Public account: Youerhuts author: Peter editor: Peter
My name is Peter, and I’m here to illustrate two important functions in Pandas: stack and unstack.
Stack and unstack are two ways to rearrange the shafts of pandas, and they are mutually inverse:
- Stack: rotates data columns into row index
- Unstack: Rotates the data row index into columns
- Both default to the innermost layer
Pandas serialized articles
This is the 16th article to be updated by Pandas.
Here are some detailed examples of how to use both
stack
The main function of the stack function is to turn the original column into the innermost row index, after the transformation is multi-level index. Official text:
Stack the prescribed level(s) from columns to index.
Use method:
pd.stack(level=-1, dropna=True)
Copy the code
- Level means that the transformation is the innermost level
- Dropna represents the processing of missing values
This is illustrated by a diagram on the website: the column property AB becomes the row index AB
Stack the single-layer DataFrame
import pandas as pd
import numpy as np
Copy the code
Take a look at the default:
We find that the index of DF2 has also become a multilevel index:
One more feature: When we stack a single-layer DataFrame, it becomes a Series:
Stack the multilayer DataFrame
First we generate a multilevel column number type
Simulate a multilevel column of attributes:
Look at the analog data DF3 for more information:
type(df3)
pandas.core.frame.DataFrame
df3.index
Index(['Ming'.'little red'], dtype='object')
df3.columns
MultiIndex([('information'.'sex'),
('information'.'weight') ",Copy the code
Look at the data after the stack:
The comparison
Compare the original data with the generated new data:
1. Index comparison
2. Column attribute comparison
3. Data type comparison
Parameter level
Level controls the stacking of one or more attributes; You can use numeric indexes or name indexes.
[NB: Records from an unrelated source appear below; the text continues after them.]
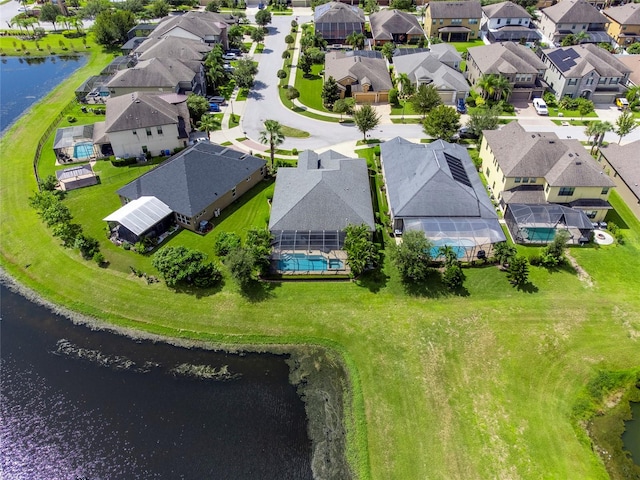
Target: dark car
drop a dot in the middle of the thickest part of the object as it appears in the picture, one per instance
(461, 107)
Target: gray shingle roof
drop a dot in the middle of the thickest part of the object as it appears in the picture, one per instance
(466, 9)
(505, 10)
(386, 23)
(579, 60)
(365, 70)
(324, 192)
(628, 14)
(422, 183)
(422, 66)
(543, 155)
(141, 110)
(337, 12)
(155, 72)
(625, 161)
(172, 47)
(574, 11)
(194, 178)
(201, 24)
(506, 58)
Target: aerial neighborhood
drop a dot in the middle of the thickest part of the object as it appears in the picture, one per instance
(437, 199)
(477, 77)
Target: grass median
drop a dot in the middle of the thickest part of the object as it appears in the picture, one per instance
(443, 386)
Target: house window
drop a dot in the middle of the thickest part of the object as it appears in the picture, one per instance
(183, 219)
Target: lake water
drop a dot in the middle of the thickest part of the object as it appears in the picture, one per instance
(77, 403)
(631, 435)
(24, 81)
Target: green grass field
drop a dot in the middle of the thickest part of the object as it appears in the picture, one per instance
(443, 386)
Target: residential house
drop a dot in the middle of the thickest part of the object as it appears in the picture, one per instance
(527, 168)
(624, 23)
(453, 21)
(172, 47)
(518, 63)
(206, 27)
(508, 21)
(435, 188)
(632, 62)
(438, 67)
(395, 26)
(313, 204)
(142, 123)
(622, 165)
(585, 71)
(572, 17)
(197, 183)
(366, 79)
(159, 75)
(335, 21)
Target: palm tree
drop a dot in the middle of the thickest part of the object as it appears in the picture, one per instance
(487, 85)
(272, 134)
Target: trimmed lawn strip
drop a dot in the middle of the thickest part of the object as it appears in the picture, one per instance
(479, 373)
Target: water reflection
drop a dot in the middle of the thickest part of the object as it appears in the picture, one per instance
(81, 403)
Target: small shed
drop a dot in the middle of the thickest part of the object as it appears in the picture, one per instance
(76, 177)
(143, 217)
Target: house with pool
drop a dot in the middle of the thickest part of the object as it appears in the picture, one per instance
(435, 188)
(312, 205)
(544, 184)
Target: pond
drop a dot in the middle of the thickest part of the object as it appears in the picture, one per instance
(78, 403)
(631, 435)
(24, 81)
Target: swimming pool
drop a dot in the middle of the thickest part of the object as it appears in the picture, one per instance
(539, 234)
(83, 150)
(309, 263)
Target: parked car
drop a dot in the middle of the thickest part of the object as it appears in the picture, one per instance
(540, 106)
(622, 103)
(461, 107)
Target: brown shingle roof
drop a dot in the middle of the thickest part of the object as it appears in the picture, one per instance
(466, 9)
(574, 11)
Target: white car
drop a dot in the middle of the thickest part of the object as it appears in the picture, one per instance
(540, 106)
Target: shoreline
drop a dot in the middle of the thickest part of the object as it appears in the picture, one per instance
(323, 390)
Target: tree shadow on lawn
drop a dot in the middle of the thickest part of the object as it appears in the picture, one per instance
(257, 291)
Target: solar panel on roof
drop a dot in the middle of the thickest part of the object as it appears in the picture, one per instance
(457, 170)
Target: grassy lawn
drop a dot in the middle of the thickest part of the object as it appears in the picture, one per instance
(475, 386)
(463, 46)
(310, 88)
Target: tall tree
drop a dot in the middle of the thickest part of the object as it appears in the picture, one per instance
(412, 257)
(366, 118)
(625, 124)
(263, 17)
(272, 135)
(442, 122)
(425, 99)
(330, 93)
(49, 13)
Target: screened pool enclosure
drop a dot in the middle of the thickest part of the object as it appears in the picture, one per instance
(467, 236)
(538, 224)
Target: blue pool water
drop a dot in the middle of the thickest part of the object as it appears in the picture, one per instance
(302, 262)
(539, 235)
(83, 150)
Simulate a multilevel column attribute data:
multicol2 = pd.MultiIndex.from_tuples([('weight'.'kg'), # Multilevel column properties
('height'.'m')],
name=["col"."unit"])
data1 = pd.DataFrame([[1.0.2.0], [3.0.4.0]],
index=['cat'.'dog'],
columns=multicol2
)
data1
Copy the code
We can see that data1’s column properties are multilayered:
data1.columns
# the results
MultiIndex([('weight'.'kg'),
('height'.'m')],
names=['col'.'unit'])
Copy the code
We can also stack using the name of the number of columns:
Do the same for another “col” :
You can also operate on more than one at a time, specifying a name or index number:
Parameter dropna
What do we do if there are missing values in the original data? To simulate a piece of data with missing values:
data2 = pd.DataFrame([[None.2.0].# Introduce a missing value
[4.0.6.0]],
index=['cat'.'dog'],
columns=multicol2)
data2
Copy the code
The default value is True, which removes both missing values:
If we change this to False, we will keep data that is also NaN:
unstack
Change the innermost row index to a column: that is, the row index AB becomes the column property AB
Method of use
Unstack is the inverse of stack, turning the innermost row index into a column
unstack(level=- 1, fill_value=None)
Copy the code
- Level: indicates the index level at which the operation is performed. It can be a name
- Fill_value: If missing values are generated when we operate, we can fill them with the specified values
Parameter level
Unstack (1) unstack(1) unstack(1)
We use the previous generated data, and then we operate on DF5.
1. Default operations on the unstack: The default operation is on the innermost layer
2, we change the row index to 0, and we can also use the row name as the parameter value
Parameter fill_value
The purpose of this parameter is to fill the missing value with the specified data when we operate on the unstack.
We use the previous DF6 data box to do this:
Using the default of unstack: produces two null values
Fill in the resulting missing values:
- The default is used
- Use the name
- Use index number
conclusion
Stack and unstack are used to stack and unstack data of the Series or DataFrame type. By default, they are used to stack and unstack data of the Series or DataFrame type. They are used to invert each other.